Professional web sites are often designed using graphics packages such as Adobe Photoshop. However, there are many other commercial, shareware and free graphics packages which can be downloaded from legitimate sites on the Internet. These are perfectly suitable to design a template for your site. Some packages will also convert your graphical site design into a HTML-based template, which you can then use in an HTML editor.

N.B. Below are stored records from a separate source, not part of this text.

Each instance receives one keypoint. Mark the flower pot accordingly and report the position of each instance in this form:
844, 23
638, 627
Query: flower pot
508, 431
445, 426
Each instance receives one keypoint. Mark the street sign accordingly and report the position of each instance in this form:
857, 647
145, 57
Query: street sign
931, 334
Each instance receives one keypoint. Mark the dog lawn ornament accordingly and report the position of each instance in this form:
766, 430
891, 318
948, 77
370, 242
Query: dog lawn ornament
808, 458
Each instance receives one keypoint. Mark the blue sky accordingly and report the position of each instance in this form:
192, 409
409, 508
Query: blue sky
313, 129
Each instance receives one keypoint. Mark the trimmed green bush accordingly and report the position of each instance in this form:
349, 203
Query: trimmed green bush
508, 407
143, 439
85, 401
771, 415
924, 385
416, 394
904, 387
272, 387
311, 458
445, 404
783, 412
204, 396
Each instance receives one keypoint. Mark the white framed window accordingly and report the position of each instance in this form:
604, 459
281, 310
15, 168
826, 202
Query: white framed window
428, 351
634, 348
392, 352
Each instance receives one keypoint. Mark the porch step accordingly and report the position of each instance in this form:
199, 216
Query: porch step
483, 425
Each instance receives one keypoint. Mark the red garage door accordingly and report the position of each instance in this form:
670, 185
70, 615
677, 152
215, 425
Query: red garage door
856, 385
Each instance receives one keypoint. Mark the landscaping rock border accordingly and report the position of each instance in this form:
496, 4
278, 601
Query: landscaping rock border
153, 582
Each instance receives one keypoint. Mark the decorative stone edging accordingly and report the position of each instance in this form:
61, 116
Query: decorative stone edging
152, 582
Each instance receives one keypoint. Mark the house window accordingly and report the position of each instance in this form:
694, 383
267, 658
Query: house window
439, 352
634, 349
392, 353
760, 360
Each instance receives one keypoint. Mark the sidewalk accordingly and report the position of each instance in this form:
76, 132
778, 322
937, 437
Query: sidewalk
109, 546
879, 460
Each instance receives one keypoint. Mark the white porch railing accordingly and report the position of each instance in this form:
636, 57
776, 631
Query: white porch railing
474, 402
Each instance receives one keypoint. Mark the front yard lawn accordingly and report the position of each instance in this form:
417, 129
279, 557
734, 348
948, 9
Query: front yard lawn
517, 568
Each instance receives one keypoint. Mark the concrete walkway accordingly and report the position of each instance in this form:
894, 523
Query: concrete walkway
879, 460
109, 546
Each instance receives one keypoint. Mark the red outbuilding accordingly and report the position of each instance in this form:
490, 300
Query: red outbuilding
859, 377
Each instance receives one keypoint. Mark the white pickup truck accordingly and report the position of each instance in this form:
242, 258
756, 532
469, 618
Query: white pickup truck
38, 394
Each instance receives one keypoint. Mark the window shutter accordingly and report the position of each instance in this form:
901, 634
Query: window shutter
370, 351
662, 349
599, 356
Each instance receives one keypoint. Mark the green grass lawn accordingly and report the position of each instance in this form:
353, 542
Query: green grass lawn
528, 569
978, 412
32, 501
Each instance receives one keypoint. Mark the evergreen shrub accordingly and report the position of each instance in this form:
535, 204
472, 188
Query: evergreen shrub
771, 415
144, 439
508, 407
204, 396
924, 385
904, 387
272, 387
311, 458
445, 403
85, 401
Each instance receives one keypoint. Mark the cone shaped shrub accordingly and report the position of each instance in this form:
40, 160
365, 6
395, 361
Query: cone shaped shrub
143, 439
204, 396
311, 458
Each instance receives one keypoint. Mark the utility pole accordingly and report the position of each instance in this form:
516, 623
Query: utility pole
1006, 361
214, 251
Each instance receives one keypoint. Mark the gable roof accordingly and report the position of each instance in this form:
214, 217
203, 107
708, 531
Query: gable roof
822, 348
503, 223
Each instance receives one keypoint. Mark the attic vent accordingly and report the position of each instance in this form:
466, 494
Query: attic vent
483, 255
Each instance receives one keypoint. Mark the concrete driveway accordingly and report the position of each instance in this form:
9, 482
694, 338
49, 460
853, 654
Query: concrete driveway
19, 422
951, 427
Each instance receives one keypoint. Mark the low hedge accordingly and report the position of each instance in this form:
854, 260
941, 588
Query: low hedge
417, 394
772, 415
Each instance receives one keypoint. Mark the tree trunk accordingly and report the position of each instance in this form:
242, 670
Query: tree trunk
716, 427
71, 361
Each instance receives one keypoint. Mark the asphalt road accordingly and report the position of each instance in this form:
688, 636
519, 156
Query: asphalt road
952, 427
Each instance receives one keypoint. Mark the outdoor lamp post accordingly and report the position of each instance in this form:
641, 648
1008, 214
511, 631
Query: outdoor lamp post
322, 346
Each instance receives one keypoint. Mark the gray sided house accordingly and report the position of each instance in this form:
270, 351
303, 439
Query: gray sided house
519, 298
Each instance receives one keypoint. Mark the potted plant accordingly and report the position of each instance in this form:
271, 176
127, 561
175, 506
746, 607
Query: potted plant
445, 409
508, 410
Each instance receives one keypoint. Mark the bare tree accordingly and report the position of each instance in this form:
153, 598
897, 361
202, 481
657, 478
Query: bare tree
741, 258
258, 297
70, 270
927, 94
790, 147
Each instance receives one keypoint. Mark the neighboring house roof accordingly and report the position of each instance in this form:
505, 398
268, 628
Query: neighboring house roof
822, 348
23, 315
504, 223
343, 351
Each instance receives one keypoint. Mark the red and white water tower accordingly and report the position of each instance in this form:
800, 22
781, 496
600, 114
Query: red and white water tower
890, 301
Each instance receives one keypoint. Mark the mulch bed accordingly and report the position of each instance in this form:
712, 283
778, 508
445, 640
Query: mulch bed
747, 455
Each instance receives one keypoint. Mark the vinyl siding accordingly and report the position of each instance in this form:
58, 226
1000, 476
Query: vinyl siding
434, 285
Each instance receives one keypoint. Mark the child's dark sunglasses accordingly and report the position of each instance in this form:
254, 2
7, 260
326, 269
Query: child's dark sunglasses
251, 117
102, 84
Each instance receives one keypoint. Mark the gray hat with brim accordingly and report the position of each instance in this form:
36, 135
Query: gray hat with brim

Graphics on the web are generally either in the GIF or JPEG formats, although there are newer file formats such as PNG and SVG, which are likely to replace older formats in the future.

Graphics tips:

  1. You should aim to make your graphics as small as possible, but without too much loss of clarity. 
  2. GIF file format is good for images with consistent blocks of colour, such as a logo, lines, text and screen shots. It can support both transparency and animation but is limited to 256 colours.
  3. JPEG file format should be used for complex images such as photographs. It can support 16 million colours and compresses very well. However, you should only save in this format when you are certain you have finished, as each time you save in JPEG format you lose some picture quality.
  4. Many graphics packages will allow you to specify a web colour swatch so that you can choose safe colours when designing your images.The web-safe hexadecimal numbers for colours can be found at: http://www.dtp-aus.com/htmlchrt.htm
  5. There are tools available from the web to splice your images if necessary.
  6. There are tools on the web to make image maps - often used in navigation systems.
  7. There are sites on the web which will optimise your images for you.
  8. Scale graphics to the size you actually want, rather than doing it dynamically from within a web page.